Andrew Frisardi 05-24-2018 08:42 AM

Revision posted, using almost all your suggestions.

Aaron, I used your suggestion for line 1, thanks. I hope you like line 5 better now, as well as lines 7-8 (where I used Susan’s edit).

“contento” is really rather a gentle emotion, and meant in Dante’s time exactly what it means in current Italian: “contented” but also mildly happy—like when a friend is coming to supper, people say “Sono contento.” But in this context and because in English we don’t use the word that way, “delighted” seemed like a good compromise.

John, thanks for the thumbs up.

Julie, I’ve Obeyed your grammatical edit. Thank you. And “Hey” has been chopped. People don’t get seasick on magical small boats.

Susan, as you see, I’ve lopped the “Hey” at the start and gratefully used your edit for line 8--a very elegant solution. Thanks.

Martin, I hope my edits have taken care of your nits. I'm sticking with the clever play on "L" because the word comes up in all of Dante's lyrical poems, as it did in the poems of Guido and Lapo. For our time, though, a bit of irony feels right. Thanks for reading (and, btw, great to see you again).

Ed, your suggestions did indeed jar loose some ideas for my revision, for which many thanks.

Everyone: does anything in this one still feel off?

AZ Foreman 05-24-2018 06:32 PM

I think the "starts with L" bit is right on the money in terms of tone. And oddly in keeping with what that commentator said of him:

Io scrittore udii dire a Dante, che mai rima nol trasse a dire altro che quello ch'avea in suo proponimento; ma ch'elli molte e spesse volte facea li vocaboli dire nelle sue rime altro che quello, ch'erano appo gli altri dicitori usati di sprimere

"as naturally we'll be with them" carries a nice bit of wordplay. "As well" matches the emphatic tone of the pronoun at the end as well. I would add something to set "of course" off from "along." "Along —of course— or "along, of course," otherwise it takes a bit longer to parse.

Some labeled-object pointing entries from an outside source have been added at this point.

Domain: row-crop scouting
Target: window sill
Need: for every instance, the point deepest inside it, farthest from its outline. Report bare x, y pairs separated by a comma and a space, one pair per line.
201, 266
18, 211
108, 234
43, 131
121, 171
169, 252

I'm not sure "gale or tempest" sufficiently conveys the multiple resonances of "fortuna od altro tempo rio." I get that Fortuna is short for Fortunale here, but the term "Fortuna" is so loaded (and is used so much by Dante in its classic sense) that the other sense seems important to the flavor of the passage. Doubly so when I see it placed alongside "tempo." The denotative meaning of the passage is obv. "storm or foul weather" but connotatively it seems to pack a much broader punch, if only ironically. I have no idea how you'd work that dimension of wordplay into the English, but it seems like it would be worth trying.

Bill Carpenter 05-24-2018 08:40 PM

Much enjoyed this experiment in eliciting a playful tone from Dante, which I think is quite successful. The frequent enjambments heighten the sense of play. Nothing off to me. I especially like "blows away."